I tweak things: blog posts, digital photos, recipes, you name it. Unless a book totally absorbs my attention, I will occasionally go back and reread a few sentences, restructuring them as I go to make them better. Please understand that I don't necessarily succeed in improving things, but that's always my intention when I start making a little change here, a little correction there.
I'm sure it wasn't the first time it happened, but one of the earliest times I remember deliberately deviating from specific instructions was in 1953, about a month before my 11th birthday. My great-grandmother, Dora, had just passed away. A couple of days after the funeral, my grandmother handed me a dollar bill and a stack of sealed, addressed envelopes containing thank-you notes and entrusted me with the responsibility of walking one block to the drugstore, where I was to buy stamps (which were three cents each in those days), place one on each envelope, then drop all the envelopes in the mailbox on the corner. Simple enough, right?
As I walked down the front steps, I casually flipped through the envelopes and noticed that more than half of them were addressed to neighbors. That's when I got a better idea. I quickly shuffled the envelopes into order according to my new, better plan. As I walked down to the corner, I knocked on doors and hand-delivered thank-you notes to the neighbors on our side of the street, then continued on to the drugstore, where I bought stamps, stuck them carefully on the envelopes addressed to non-neighbors, and dropped those in the mailbox. That done, I crossed the street and hand-delivered envelopes to neighbors on that side as I made my way home.

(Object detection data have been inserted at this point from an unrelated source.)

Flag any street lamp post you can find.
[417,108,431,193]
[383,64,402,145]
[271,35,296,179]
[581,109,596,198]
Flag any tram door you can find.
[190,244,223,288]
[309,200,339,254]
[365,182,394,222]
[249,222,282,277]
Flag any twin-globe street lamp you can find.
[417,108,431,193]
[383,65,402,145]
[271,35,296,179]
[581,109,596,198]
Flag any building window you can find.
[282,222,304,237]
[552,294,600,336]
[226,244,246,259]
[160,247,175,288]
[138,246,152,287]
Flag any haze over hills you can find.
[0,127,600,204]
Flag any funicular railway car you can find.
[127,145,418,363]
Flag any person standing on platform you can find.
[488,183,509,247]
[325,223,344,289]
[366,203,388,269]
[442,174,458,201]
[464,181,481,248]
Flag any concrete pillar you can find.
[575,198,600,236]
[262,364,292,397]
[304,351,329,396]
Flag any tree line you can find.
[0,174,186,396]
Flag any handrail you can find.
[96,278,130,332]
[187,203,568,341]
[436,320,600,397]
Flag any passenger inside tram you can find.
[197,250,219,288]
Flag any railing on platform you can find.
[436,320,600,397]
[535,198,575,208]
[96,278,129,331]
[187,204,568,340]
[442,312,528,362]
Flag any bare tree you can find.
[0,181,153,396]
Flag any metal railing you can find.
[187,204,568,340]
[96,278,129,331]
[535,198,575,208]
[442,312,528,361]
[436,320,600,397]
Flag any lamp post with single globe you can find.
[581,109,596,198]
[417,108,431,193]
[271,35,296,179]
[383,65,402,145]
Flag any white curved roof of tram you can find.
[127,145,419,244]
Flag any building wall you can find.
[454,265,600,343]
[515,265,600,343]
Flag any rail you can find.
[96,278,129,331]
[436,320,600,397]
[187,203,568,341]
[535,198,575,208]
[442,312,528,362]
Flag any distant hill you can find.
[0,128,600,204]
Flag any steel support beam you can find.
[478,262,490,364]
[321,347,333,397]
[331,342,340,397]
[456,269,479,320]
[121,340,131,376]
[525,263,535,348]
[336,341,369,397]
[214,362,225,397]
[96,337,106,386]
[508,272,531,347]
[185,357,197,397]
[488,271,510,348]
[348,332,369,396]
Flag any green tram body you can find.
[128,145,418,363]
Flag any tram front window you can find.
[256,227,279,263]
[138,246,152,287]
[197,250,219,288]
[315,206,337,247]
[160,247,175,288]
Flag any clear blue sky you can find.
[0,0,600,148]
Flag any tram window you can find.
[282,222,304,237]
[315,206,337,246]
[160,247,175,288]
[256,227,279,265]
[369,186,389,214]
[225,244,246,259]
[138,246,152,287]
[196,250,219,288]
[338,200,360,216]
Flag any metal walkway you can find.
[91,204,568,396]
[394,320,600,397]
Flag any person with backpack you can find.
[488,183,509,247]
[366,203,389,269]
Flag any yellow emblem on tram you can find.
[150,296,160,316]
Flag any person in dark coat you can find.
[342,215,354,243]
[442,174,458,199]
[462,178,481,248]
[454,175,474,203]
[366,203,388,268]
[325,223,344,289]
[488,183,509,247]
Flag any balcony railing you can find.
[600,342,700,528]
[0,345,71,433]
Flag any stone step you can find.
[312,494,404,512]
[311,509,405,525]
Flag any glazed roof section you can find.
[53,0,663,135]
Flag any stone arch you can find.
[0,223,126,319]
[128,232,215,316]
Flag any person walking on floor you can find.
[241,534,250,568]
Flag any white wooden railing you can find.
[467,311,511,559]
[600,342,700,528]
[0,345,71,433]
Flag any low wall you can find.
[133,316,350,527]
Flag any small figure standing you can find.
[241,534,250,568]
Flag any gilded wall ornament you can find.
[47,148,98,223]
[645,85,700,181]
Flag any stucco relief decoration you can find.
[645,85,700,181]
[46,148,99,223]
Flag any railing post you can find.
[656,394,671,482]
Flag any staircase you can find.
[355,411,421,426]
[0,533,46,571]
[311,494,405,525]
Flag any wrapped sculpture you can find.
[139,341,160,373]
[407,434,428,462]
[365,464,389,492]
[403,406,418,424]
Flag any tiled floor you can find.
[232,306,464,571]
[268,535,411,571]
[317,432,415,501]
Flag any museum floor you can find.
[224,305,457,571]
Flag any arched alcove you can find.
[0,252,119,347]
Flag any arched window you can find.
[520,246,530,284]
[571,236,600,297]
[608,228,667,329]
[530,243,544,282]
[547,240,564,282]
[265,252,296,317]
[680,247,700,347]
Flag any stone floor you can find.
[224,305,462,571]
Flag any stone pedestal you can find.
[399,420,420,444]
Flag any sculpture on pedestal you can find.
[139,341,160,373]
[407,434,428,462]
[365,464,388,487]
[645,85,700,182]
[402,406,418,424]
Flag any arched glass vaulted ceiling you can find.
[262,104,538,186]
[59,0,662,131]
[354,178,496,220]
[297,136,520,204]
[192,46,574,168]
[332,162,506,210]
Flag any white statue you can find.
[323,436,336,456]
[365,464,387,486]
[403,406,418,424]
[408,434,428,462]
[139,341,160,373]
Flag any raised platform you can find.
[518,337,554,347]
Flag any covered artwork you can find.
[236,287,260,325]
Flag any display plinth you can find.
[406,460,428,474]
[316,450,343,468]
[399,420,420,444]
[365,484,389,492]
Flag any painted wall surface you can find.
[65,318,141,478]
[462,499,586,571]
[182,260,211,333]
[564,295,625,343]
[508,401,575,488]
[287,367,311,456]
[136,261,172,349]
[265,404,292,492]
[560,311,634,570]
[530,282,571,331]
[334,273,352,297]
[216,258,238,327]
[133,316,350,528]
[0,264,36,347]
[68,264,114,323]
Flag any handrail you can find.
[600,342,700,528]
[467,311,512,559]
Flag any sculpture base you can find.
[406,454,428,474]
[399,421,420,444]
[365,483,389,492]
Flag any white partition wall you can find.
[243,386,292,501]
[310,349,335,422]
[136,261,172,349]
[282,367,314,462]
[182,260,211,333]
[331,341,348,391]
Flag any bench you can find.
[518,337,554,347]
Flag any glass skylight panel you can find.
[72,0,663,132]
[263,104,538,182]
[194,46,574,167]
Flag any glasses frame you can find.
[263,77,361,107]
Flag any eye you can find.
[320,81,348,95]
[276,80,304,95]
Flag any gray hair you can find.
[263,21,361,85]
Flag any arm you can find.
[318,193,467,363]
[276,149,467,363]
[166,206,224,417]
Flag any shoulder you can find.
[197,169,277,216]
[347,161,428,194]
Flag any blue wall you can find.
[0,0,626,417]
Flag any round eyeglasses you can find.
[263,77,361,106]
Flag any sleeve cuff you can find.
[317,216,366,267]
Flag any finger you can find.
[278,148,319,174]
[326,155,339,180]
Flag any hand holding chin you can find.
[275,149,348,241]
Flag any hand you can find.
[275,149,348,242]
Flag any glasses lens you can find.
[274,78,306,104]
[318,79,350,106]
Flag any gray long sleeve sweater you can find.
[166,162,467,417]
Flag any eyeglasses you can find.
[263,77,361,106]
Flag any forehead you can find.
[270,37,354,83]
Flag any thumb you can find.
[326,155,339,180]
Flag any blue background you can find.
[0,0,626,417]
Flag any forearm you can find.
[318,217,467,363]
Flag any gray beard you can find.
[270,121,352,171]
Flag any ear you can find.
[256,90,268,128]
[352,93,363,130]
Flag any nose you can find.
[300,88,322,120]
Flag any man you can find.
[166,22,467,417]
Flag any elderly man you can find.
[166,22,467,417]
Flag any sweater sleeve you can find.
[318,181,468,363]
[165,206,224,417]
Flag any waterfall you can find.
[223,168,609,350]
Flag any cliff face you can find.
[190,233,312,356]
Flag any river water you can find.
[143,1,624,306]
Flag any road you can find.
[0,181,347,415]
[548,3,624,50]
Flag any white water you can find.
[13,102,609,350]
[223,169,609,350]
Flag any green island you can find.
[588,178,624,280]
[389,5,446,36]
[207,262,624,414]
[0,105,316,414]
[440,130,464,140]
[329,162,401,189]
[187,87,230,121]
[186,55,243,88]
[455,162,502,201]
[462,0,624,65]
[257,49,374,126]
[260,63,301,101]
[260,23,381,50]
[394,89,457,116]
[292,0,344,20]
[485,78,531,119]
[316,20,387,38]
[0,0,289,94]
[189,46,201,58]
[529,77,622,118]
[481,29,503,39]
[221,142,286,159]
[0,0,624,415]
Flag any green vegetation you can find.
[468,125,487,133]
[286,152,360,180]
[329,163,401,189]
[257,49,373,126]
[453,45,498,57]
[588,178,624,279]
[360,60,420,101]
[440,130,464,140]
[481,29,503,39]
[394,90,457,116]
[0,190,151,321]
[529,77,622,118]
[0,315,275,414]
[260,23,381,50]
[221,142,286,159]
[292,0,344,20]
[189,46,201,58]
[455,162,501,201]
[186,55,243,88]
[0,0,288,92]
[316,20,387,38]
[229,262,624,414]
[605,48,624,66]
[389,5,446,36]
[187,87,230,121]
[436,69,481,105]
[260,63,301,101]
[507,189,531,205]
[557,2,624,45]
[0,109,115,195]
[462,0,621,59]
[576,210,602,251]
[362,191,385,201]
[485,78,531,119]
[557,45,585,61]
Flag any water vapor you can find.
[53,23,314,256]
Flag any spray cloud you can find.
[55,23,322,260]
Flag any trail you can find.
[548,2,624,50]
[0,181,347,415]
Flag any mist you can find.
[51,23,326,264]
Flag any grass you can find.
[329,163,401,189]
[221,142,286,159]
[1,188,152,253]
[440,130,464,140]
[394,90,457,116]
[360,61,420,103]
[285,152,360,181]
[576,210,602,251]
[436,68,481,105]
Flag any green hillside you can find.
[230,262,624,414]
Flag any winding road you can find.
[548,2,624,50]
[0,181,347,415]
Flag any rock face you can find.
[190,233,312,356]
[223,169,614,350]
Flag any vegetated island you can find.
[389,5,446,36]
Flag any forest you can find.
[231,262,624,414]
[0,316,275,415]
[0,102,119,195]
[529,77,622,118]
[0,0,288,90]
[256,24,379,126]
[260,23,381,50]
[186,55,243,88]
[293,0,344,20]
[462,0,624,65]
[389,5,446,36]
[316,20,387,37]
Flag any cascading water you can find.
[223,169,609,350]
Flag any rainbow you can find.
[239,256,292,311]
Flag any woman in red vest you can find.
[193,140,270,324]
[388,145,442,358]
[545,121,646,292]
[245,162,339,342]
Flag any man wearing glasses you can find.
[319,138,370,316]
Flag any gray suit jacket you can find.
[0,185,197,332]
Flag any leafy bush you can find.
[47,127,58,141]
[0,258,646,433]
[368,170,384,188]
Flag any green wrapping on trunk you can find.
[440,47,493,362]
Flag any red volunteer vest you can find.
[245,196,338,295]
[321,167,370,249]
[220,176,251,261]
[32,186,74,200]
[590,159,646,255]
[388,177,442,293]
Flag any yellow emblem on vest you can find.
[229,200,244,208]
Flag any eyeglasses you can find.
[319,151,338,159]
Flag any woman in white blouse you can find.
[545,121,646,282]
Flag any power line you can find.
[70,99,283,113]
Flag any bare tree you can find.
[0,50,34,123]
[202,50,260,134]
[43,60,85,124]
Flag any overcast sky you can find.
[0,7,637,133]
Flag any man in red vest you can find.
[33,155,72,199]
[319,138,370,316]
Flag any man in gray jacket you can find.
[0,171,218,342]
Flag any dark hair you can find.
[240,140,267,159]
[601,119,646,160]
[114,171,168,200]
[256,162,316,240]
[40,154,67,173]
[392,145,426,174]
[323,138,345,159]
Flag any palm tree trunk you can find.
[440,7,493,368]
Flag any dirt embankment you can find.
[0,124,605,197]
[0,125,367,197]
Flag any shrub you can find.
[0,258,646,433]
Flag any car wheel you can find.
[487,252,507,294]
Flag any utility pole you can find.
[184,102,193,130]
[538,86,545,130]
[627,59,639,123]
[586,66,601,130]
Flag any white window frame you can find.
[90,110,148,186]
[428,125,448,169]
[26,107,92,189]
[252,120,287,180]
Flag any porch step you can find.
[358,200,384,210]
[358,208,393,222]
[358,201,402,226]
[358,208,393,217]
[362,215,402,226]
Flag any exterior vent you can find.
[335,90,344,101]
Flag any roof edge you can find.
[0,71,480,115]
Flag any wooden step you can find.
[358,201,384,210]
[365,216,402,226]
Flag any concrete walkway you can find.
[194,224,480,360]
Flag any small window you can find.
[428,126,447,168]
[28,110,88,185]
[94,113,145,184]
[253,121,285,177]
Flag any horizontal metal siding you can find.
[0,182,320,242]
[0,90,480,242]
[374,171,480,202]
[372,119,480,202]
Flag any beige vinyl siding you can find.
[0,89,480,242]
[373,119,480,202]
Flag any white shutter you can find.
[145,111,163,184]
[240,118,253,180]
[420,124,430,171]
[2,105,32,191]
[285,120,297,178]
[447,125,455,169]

When I reached our house, Mammaw asked what took me so long. I handed her some change and the extra stamps and was quite proud to tell her what I'd done to cut at least one full day out of the post office's delivery time, not to mention saving her some money. She was embarrassed but not angry, thank goodness, and she took that opportunity to calmly explain to me the etiquette of mailing thank-you notes. Then I was embarrassed.
Still, if it weren't for that etiquette thing, you have to admit my idea was more efficient.